Deconstructing Miss Dior Essence
To bring this vibe to life, Kurkdjian played with the foundational chypre building blocks with jasmine and smoky oakmoss. But he layered jammy, fruity notes on top, giving the fragrance “a kind of mouth-watering juiciness, almost like a lipgloss,” he says. For the fruits, he chose blackberry and elderflower. “The elderflower is very chic and sophisticated. It’s kind of feminine. Not too girly, but still relevant,” he explains. Relevant, indeed. Case in point: the cocktail of the moment is arguably the elderflower liquor-infused Hugo Spritz.

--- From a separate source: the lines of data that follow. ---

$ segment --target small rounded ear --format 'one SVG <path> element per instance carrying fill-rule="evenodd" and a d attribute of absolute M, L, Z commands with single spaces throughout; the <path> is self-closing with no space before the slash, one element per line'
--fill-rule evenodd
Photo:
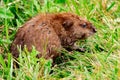
<path fill-rule="evenodd" d="M 72 20 L 65 20 L 62 23 L 62 26 L 66 29 L 66 28 L 70 28 L 73 25 L 73 21 Z"/>

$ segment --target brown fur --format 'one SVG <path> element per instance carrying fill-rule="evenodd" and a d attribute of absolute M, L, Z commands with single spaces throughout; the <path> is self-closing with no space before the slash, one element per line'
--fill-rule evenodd
<path fill-rule="evenodd" d="M 66 46 L 74 48 L 77 40 L 95 32 L 89 21 L 72 13 L 40 14 L 19 28 L 10 50 L 14 57 L 18 57 L 17 46 L 23 49 L 26 45 L 29 51 L 35 46 L 40 52 L 38 57 L 53 59 L 60 55 L 59 50 Z"/>

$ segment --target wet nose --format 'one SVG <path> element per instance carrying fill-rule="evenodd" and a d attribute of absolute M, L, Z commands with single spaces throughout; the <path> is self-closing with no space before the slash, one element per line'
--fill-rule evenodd
<path fill-rule="evenodd" d="M 97 32 L 96 28 L 93 28 L 93 32 L 94 32 L 94 33 L 96 33 L 96 32 Z"/>

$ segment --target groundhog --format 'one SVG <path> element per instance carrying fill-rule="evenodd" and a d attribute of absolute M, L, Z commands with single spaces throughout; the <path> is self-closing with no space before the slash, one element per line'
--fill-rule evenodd
<path fill-rule="evenodd" d="M 16 33 L 10 51 L 14 57 L 19 56 L 19 48 L 24 46 L 28 51 L 32 46 L 39 51 L 38 57 L 54 59 L 60 56 L 62 49 L 78 49 L 74 45 L 77 40 L 86 39 L 96 33 L 95 27 L 89 21 L 72 13 L 39 14 Z"/>

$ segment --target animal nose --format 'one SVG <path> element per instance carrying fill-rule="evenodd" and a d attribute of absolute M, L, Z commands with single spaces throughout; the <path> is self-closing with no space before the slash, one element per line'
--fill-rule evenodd
<path fill-rule="evenodd" d="M 94 33 L 96 33 L 96 32 L 97 32 L 96 28 L 93 28 L 93 32 L 94 32 Z"/>

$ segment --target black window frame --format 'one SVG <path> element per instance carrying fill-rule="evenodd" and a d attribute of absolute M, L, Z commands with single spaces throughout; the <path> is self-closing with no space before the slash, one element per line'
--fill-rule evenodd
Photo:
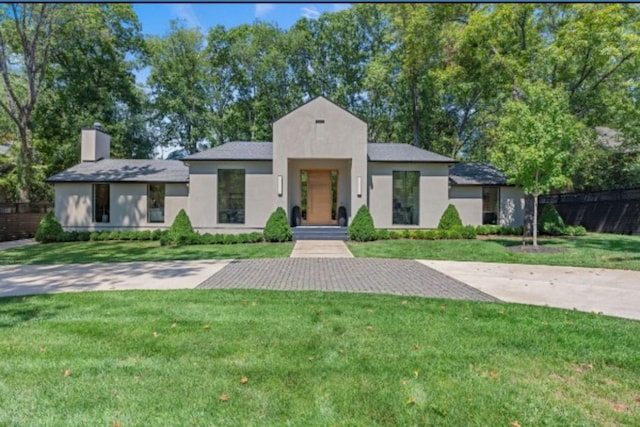
<path fill-rule="evenodd" d="M 413 177 L 409 178 L 410 175 Z M 392 171 L 391 223 L 393 225 L 420 225 L 420 177 L 419 170 Z M 397 185 L 398 181 L 402 184 Z M 399 189 L 403 194 L 398 194 Z M 411 194 L 408 194 L 409 191 Z"/>
<path fill-rule="evenodd" d="M 242 175 L 241 191 L 229 188 L 233 185 L 232 174 Z M 247 173 L 245 169 L 218 169 L 217 184 L 218 224 L 244 224 L 247 205 Z"/>
<path fill-rule="evenodd" d="M 152 194 L 151 187 L 160 187 L 162 190 L 160 193 Z M 147 184 L 147 222 L 152 224 L 164 224 L 165 222 L 165 198 L 167 194 L 167 185 L 165 183 L 150 182 Z M 160 195 L 161 199 L 157 196 Z M 162 209 L 162 220 L 152 219 L 151 213 L 154 209 Z"/>
<path fill-rule="evenodd" d="M 487 208 L 490 202 L 486 201 L 486 194 L 489 191 L 495 191 L 495 204 L 493 211 Z M 500 223 L 500 187 L 485 186 L 482 187 L 482 225 L 499 225 Z"/>
<path fill-rule="evenodd" d="M 106 205 L 98 206 L 99 188 L 106 188 Z M 103 195 L 102 195 L 103 196 Z M 104 199 L 102 200 L 104 202 Z M 94 183 L 91 186 L 91 210 L 93 222 L 100 224 L 109 224 L 111 222 L 111 185 L 106 183 Z M 106 221 L 105 221 L 106 215 Z"/>

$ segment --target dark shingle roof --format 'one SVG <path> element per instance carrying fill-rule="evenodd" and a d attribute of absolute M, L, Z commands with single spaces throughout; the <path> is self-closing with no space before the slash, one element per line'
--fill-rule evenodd
<path fill-rule="evenodd" d="M 273 160 L 273 143 L 234 141 L 183 158 L 199 160 Z"/>
<path fill-rule="evenodd" d="M 444 162 L 455 160 L 423 150 L 409 144 L 368 144 L 369 161 L 372 162 Z M 192 154 L 182 159 L 198 160 L 273 160 L 273 143 L 271 142 L 227 142 L 201 153 Z"/>
<path fill-rule="evenodd" d="M 47 182 L 188 182 L 189 168 L 180 160 L 104 159 L 82 162 Z"/>
<path fill-rule="evenodd" d="M 458 163 L 449 170 L 455 185 L 507 185 L 507 177 L 488 163 Z"/>
<path fill-rule="evenodd" d="M 409 144 L 384 144 L 370 142 L 368 144 L 370 162 L 436 162 L 454 163 L 455 160 L 423 150 Z"/>

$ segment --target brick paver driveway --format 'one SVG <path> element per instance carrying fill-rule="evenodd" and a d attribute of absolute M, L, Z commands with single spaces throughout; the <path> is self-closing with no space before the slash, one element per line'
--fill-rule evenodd
<path fill-rule="evenodd" d="M 411 260 L 281 258 L 232 261 L 198 288 L 363 292 L 498 301 Z"/>

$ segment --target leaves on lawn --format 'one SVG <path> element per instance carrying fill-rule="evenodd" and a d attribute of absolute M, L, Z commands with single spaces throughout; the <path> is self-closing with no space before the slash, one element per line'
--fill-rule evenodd
<path fill-rule="evenodd" d="M 240 384 L 246 384 L 248 382 L 249 382 L 249 378 L 247 378 L 247 377 L 240 378 Z"/>
<path fill-rule="evenodd" d="M 509 426 L 511 427 L 521 427 L 520 423 L 517 421 L 509 421 Z"/>
<path fill-rule="evenodd" d="M 211 324 L 210 324 L 210 323 L 205 324 L 205 325 L 202 327 L 202 329 L 211 329 Z"/>
<path fill-rule="evenodd" d="M 418 344 L 414 344 L 414 345 L 413 345 L 413 349 L 414 349 L 414 350 L 420 350 L 420 346 L 419 346 Z"/>
<path fill-rule="evenodd" d="M 499 376 L 500 376 L 500 374 L 498 374 L 498 372 L 494 371 L 493 369 L 491 370 L 491 372 L 489 372 L 489 378 L 491 378 L 492 380 L 495 380 Z"/>
<path fill-rule="evenodd" d="M 407 405 L 415 405 L 416 403 L 418 403 L 416 398 L 413 396 L 409 396 L 409 399 L 407 399 Z"/>
<path fill-rule="evenodd" d="M 159 334 L 159 333 L 157 333 L 157 332 L 155 332 L 155 331 L 153 332 L 153 337 L 154 337 L 154 338 L 158 338 L 159 336 L 160 336 L 160 334 Z"/>
<path fill-rule="evenodd" d="M 69 378 L 71 376 L 71 369 L 65 369 L 63 375 L 65 378 Z"/>
<path fill-rule="evenodd" d="M 221 402 L 228 402 L 229 401 L 229 395 L 227 393 L 222 393 L 220 395 L 220 401 Z"/>
<path fill-rule="evenodd" d="M 110 427 L 122 427 L 122 423 L 120 423 L 120 421 L 116 421 L 115 423 L 111 424 Z"/>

Even the bottle reflects this heightened, vivid expression of Miss Dior. An edgy black bow adorns the herringbone-patterned glass flacon, and the juice of the perfume is an intense pink bordering on fuchsia. Brand face Natalie Portman fronts the Miss Dior Essence campaign, clad in a chic yet unconventional dress. During a tour of Paris, the actress reveals that the frock makes her feel as if she could go “from a ball into battle” — a sartorial move Catherine Dior could get behind, no doubt.